The general idea here is to make your content more work to steal than someone else’s content. Few publishers will take all the steps outlined above, and therefore those other people will represent easier targets for thieves than you.
Taking Action
Of course, there are times when it is worth taking action. I recommend a three-step process when doing this:
- Contact the site owner. Use whatever means they provide for doing so, tell them where the offending content is, and tell them they need to take it down, or you will take action. Even though you are angry, there is no need to be nasty about it. Focus on your goal, which is to get it taken down. However, do be very clear that you intend to pursue this further.
- If that does not work, the next step is to contact the hosting company for the web site. You can often get this information from their WhoIs records at the registrar, but if it is not there, try using a third-party service such as Who is Hosting This. The reason for contacting the hosting company is that they can be held liable for the content theft if you have notified them and they do not act on it. They may be more motivated to avoid the liability than your thief.

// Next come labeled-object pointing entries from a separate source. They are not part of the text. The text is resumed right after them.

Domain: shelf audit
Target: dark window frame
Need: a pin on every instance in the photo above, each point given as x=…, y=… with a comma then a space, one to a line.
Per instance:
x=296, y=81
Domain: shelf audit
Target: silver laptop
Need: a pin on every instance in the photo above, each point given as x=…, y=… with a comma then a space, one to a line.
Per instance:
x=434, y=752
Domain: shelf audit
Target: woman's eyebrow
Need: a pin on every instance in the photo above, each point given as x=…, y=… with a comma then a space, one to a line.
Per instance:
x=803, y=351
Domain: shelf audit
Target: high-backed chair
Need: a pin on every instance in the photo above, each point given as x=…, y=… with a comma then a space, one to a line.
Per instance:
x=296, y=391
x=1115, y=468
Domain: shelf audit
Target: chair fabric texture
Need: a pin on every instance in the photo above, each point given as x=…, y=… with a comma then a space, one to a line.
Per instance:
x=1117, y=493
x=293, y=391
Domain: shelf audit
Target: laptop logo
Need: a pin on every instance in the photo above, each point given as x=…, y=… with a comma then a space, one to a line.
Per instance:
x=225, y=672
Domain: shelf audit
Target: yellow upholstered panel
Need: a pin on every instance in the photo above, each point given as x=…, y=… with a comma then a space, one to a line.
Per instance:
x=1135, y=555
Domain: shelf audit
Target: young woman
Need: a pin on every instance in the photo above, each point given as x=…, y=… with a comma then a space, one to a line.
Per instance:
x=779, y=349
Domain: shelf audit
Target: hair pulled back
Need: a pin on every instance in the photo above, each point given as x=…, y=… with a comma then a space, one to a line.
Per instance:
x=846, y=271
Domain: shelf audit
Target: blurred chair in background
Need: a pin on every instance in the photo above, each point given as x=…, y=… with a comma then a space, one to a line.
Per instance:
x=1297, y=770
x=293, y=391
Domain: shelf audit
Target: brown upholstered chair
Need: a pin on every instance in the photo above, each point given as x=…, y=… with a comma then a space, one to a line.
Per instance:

- The third step is to file a DMCA request with the search engines. Here is the Google DMCA form and the Bing DMCA instructions. The beauty of this is that the search engines also have an obligation to respond. Do not do this lightly! Do it only if you are in fact the original author. If you used a contractor to write that article, do some due diligence to make sure that they did give you original content.
This three-step process should address most issues. You can also file something with Chilling Effects, as this makes the request visible to others. Or, if this all seems like too much work, enlist a 3rd party service, such as DMCA.com to do it for you (as of November 2014, the cost is $199).
Since it will take a lot of time and effort, do make sure you evaluate whether or not it is worth it. If there are no real damages to you, then it probably is not worth taking action, unless someone is copying your whole site, or otherwise extensively stealing from you.